Friday, April 5, 2002

Racial profiling causes national debate about recent studies
By Amy Westfeldt
Associated Press

NEWARK, N.J. — In New Jersey, researchers used radar guns and cameras to examine whether blacks speed more than whites. In North Carolina, they got into moving vehicles and looked out the windows at speeders. In Florida, students stood on corners and counted cars.

The national furor over racial profiling by police has also generated fierce debate among academics over what is the most reliable way of detecting the practice.

For police departments suspected of singling out black and Hispanic motorists, the political and legal stakes are high: The highway studies could exonerate the police or implicate them.

The debate over what some minorities sarcastically call “driving while black” flared in 1998 after state troopers opened fire on four black and Hispanic motorists on the New Jersey Turnpike.

Since then, dozens of police departments and other agencies around the country have been studying traffic stops or other driving patterns to determine whether minorities are being unfairly pulled over and searched for speeding and other violations.

In New Jersey, a study commissioned by the state and released last week concluded that blacks are more likely than whites to speed on the highway. The researchers checked speeds with laser guns and photographed thousands of motorists.

The troopers union claimed vindication. Civil rights advocates objected bitterly to the findings.
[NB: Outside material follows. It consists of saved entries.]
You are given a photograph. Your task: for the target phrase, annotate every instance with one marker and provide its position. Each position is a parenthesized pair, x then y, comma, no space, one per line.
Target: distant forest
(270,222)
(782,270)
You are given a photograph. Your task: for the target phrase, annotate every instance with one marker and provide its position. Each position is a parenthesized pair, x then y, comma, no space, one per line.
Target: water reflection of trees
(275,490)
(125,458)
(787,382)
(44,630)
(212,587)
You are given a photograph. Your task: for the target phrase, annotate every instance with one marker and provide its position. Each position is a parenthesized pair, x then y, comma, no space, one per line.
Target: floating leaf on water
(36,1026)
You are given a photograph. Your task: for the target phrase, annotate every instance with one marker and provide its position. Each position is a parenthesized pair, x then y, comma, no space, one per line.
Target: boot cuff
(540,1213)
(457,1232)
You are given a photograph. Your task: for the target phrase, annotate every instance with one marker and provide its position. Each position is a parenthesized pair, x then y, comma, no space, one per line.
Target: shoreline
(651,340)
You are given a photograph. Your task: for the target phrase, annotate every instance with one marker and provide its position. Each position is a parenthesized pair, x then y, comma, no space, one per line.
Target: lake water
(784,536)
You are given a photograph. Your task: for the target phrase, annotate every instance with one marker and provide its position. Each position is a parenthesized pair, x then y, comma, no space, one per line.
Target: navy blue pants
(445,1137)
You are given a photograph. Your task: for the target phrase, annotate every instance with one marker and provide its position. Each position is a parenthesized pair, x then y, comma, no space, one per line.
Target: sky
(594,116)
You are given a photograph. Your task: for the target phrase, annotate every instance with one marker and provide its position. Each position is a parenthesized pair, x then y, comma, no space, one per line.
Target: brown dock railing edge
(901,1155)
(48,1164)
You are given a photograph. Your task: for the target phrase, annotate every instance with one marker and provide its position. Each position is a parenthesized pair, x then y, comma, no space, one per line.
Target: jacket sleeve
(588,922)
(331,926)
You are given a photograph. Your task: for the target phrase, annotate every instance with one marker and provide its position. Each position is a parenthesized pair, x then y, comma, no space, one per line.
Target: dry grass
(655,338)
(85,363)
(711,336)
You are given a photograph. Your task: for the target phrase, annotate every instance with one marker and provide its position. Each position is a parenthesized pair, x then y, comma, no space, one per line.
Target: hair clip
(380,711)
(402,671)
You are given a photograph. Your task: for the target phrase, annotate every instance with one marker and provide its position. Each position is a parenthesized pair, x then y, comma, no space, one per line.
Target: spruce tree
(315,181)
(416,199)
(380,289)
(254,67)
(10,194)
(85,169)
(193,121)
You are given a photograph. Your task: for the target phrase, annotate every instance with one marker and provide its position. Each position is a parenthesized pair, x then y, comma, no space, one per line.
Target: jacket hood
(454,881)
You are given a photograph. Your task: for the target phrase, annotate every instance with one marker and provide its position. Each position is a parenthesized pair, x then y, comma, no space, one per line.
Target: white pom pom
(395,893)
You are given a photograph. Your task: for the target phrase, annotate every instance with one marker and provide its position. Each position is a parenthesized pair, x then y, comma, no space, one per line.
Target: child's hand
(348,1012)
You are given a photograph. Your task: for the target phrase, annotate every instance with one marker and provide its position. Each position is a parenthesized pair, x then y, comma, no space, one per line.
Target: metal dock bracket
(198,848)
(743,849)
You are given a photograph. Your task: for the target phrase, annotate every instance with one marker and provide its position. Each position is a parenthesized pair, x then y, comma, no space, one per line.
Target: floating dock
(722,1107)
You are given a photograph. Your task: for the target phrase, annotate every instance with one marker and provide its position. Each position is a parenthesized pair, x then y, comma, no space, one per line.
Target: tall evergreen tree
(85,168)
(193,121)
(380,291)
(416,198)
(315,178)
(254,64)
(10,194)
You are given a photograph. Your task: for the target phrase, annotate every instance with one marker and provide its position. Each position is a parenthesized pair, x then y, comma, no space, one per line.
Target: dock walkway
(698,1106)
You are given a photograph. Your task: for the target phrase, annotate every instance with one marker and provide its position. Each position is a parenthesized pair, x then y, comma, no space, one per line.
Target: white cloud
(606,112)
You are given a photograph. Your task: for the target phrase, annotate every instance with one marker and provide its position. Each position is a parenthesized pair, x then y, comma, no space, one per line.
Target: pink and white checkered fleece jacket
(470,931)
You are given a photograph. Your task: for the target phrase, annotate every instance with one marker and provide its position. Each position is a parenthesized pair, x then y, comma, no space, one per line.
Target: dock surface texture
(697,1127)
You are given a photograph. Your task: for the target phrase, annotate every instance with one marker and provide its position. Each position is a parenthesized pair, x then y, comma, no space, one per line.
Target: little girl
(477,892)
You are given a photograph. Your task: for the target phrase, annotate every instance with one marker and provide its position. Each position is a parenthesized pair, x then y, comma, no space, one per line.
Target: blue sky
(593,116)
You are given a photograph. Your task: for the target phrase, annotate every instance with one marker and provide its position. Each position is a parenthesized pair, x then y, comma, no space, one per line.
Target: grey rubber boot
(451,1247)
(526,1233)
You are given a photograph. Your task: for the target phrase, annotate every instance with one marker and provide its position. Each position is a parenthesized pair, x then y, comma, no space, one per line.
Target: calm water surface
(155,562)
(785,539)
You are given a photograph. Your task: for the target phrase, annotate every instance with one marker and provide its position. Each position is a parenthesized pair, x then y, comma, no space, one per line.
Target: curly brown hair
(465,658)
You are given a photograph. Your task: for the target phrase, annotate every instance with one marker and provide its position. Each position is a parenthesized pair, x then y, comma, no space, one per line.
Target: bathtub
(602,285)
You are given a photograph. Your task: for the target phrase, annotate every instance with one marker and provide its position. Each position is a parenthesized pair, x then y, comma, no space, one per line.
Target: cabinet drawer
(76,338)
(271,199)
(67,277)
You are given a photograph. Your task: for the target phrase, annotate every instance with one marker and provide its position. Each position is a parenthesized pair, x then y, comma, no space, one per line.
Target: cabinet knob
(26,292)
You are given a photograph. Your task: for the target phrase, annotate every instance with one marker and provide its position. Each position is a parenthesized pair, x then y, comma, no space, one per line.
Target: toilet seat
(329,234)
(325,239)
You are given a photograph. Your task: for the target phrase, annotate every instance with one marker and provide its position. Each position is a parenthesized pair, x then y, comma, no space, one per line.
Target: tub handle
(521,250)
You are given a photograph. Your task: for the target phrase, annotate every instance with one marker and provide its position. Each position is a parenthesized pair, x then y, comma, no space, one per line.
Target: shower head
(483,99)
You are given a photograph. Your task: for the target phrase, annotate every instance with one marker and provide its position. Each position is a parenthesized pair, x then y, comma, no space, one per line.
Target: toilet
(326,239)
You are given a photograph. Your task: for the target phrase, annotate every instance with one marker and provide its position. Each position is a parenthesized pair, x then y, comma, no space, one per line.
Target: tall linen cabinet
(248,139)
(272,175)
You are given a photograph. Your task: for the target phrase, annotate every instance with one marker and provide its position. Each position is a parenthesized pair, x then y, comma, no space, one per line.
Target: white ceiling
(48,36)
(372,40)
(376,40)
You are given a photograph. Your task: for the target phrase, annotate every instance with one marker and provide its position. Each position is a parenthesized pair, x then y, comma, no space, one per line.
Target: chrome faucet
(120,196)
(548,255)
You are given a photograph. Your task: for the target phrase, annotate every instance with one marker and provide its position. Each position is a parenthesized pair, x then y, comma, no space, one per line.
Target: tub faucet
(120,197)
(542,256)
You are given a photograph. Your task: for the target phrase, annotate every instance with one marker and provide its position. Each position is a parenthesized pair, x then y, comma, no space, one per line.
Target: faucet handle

And the U.S. Justice Department — which had requested the study — asked that it be withheld, arguing that its methodology was flawed.

“It’s a tough thing to do inquiry in because there are so many people with such sharply divergent points of view who want to claim victory,” said David Harris, a Toledo, Ohio, law professor who has written a book on racial profiling.

Finding which way is best is the current job of Lorie Fridell, a researcher with the Police Executive Research Forum who will release a how-to guide in the next few months to help the nation’s police departments monitor themselves for profiling.

Fridell is using part of a $250,000 federal grant to sift through a 3-foot pile of racial profiling studies commissioned by police departments.

She likes some methods better than others. Driving in a car alongside speeding motorists, she said, might be more reliable than trying to identify a driver’s race from a blurry photograph.

“I would think you could look left and see who’s in the car next to you,” Fridell said.

And placing people at strategic points on the road and having them take down information on passing cars “has some great potential if we can make it cost-effective,” she said.

But the debate is recent and the process still in its infancy, she said.
“There are lots of different ideas,” she said. “What’s frustrating to social scientists is that there’s none that is great.”

North Carolina State University professor Matthew Zingraff conducted a study that involved observing other drivers from moving cars and looking for differences between blacks and others when it came to speeding and other driving habits. The results have not been released.

Geoffrey Alpert, a University of South Carolina professor conducting a study in Dade County, Fla., said he prefers having students observe passing cars at certain intersections. He plans to compare his findings to data collected from police on traffic stops.

Researchers said they regularly swap ideas and will continue to do so until they get it right.

“I don’t think anyone is territorial,” Alpert said. “This is science.”